By 2035, AI has become a public layer of comprehension. It does not decide for people; it helps make healthcare, education, housing, work, and public support readable enough for people to choose their own next step.
It translates complex systems—forms, policies, benefits, care plans, school support, and work transitions—into clear maps, options, and next steps. In 2035, people no longer need expert knowledge or extra energy just to understand what help exists.
This world uses Tool AI. It explains, compares, simulates, and prepares, but does not make final decisions about care, benefits, rights, or eligibility. It is built by public-interest groups: libraries, universities, civic technologists, educators, clinicians, disability advocates, local governments, and community organizations.
The Comprehension Commons. Its purpose is to make life-critical systems understandable. It maintains public AI tools, certifies readable civic processes, trains human comprehension stewards, and requires major institutions to provide plain-language, interactive versions of their rules and services.

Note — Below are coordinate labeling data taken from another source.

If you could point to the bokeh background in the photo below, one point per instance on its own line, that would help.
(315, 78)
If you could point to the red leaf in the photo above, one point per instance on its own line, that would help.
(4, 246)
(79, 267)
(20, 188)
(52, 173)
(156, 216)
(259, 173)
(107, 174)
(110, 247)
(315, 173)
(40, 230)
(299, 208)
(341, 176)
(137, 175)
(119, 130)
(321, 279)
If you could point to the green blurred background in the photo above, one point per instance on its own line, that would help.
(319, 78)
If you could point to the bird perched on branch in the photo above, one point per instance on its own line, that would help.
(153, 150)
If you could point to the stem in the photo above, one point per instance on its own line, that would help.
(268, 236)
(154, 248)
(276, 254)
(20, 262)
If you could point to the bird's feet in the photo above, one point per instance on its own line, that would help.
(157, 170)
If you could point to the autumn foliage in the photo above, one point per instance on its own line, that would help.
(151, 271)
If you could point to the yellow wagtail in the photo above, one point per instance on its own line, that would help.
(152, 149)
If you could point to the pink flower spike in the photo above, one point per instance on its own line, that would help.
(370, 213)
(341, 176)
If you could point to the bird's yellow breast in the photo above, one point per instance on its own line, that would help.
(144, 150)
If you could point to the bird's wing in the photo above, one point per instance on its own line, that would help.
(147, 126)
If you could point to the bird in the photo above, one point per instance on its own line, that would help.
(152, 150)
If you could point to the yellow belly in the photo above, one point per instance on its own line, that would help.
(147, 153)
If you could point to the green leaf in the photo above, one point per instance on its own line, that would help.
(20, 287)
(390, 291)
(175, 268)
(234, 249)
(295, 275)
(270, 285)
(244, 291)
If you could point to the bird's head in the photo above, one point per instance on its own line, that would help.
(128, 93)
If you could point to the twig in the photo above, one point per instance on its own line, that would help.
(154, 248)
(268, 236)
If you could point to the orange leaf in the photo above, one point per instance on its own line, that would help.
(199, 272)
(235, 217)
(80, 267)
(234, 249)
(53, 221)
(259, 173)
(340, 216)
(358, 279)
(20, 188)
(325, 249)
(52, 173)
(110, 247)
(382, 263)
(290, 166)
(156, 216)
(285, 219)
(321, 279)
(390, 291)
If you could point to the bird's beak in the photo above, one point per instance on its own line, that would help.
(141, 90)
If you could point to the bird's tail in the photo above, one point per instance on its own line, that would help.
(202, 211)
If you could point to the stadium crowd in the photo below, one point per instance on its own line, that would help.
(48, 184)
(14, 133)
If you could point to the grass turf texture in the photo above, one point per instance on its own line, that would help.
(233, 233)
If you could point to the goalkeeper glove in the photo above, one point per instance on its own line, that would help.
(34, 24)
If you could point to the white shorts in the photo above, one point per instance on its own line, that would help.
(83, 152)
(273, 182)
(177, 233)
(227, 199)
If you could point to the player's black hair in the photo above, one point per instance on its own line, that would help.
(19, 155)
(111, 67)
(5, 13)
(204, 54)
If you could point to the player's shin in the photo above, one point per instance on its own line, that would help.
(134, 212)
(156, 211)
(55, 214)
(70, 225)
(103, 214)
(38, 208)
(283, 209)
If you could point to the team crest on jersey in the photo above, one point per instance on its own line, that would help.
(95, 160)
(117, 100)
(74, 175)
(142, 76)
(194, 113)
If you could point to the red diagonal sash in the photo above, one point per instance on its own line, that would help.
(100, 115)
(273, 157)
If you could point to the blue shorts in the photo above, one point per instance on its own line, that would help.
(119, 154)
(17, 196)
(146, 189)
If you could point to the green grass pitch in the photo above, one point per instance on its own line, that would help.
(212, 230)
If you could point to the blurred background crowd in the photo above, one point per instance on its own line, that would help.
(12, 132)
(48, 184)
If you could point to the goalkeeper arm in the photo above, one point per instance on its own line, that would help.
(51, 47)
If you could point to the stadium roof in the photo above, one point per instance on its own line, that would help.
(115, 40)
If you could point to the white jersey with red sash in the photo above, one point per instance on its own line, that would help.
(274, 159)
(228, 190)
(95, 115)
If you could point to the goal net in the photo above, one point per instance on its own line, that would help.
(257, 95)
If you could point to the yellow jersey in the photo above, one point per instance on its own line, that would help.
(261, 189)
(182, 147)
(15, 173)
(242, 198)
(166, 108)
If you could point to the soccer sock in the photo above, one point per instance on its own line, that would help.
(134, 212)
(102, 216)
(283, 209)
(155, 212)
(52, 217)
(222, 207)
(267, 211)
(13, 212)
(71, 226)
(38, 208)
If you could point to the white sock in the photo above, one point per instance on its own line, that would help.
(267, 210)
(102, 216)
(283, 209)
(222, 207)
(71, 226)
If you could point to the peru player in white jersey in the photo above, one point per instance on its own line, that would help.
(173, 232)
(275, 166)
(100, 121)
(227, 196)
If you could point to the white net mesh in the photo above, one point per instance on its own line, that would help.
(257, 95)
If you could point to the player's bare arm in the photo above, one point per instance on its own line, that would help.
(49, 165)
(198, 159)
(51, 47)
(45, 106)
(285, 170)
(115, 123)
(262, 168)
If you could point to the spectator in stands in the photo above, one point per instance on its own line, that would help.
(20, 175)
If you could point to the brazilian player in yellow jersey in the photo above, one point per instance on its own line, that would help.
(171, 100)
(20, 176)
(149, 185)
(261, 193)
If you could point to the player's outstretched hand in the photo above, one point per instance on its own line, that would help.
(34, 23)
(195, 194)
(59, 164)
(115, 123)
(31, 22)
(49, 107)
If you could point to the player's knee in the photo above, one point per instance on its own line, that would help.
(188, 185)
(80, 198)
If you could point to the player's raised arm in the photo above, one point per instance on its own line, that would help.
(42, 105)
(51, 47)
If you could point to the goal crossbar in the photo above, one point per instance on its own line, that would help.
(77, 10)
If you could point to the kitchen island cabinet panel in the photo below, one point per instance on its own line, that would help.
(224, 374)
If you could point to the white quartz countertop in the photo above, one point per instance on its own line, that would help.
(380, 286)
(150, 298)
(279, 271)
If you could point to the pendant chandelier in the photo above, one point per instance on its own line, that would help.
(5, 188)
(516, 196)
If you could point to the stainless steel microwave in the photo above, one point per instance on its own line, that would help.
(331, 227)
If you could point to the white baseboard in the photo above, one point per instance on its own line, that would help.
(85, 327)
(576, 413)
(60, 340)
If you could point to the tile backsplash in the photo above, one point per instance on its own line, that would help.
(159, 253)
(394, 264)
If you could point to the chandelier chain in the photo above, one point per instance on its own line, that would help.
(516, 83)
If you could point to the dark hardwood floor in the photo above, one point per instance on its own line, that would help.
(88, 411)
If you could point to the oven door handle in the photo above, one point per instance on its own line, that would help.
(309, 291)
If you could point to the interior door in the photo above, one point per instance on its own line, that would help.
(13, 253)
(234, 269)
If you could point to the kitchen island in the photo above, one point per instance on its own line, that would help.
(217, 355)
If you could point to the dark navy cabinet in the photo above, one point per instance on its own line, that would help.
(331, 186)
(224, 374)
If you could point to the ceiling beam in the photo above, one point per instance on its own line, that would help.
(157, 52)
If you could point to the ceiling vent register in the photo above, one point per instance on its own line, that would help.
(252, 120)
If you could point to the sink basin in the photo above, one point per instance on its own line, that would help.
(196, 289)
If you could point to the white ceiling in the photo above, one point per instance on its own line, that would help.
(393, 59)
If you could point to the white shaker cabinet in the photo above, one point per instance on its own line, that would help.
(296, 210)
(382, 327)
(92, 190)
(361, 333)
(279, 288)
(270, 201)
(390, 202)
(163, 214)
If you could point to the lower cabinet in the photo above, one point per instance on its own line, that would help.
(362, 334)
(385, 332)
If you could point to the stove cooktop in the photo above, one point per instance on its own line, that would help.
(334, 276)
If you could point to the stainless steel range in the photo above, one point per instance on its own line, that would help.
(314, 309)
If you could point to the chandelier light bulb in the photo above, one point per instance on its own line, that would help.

By 2035, life administration—navigating health, school, taxes, care, housing, work, disability support, and local government—is treated as a public sector. Institutions have a duty to make their processes understandable, so fewer people are excluded because they missed a deadline, misunderstood a form, or faced complexity alone.
In the late 2020s, AI made many systems faster but not more understandable. People lost trust as portals, forms, and automated decisions became harder to question. Cities responded by treating comprehension as infrastructure: AI explained the process, and institutions had to simplify what remained unreadable.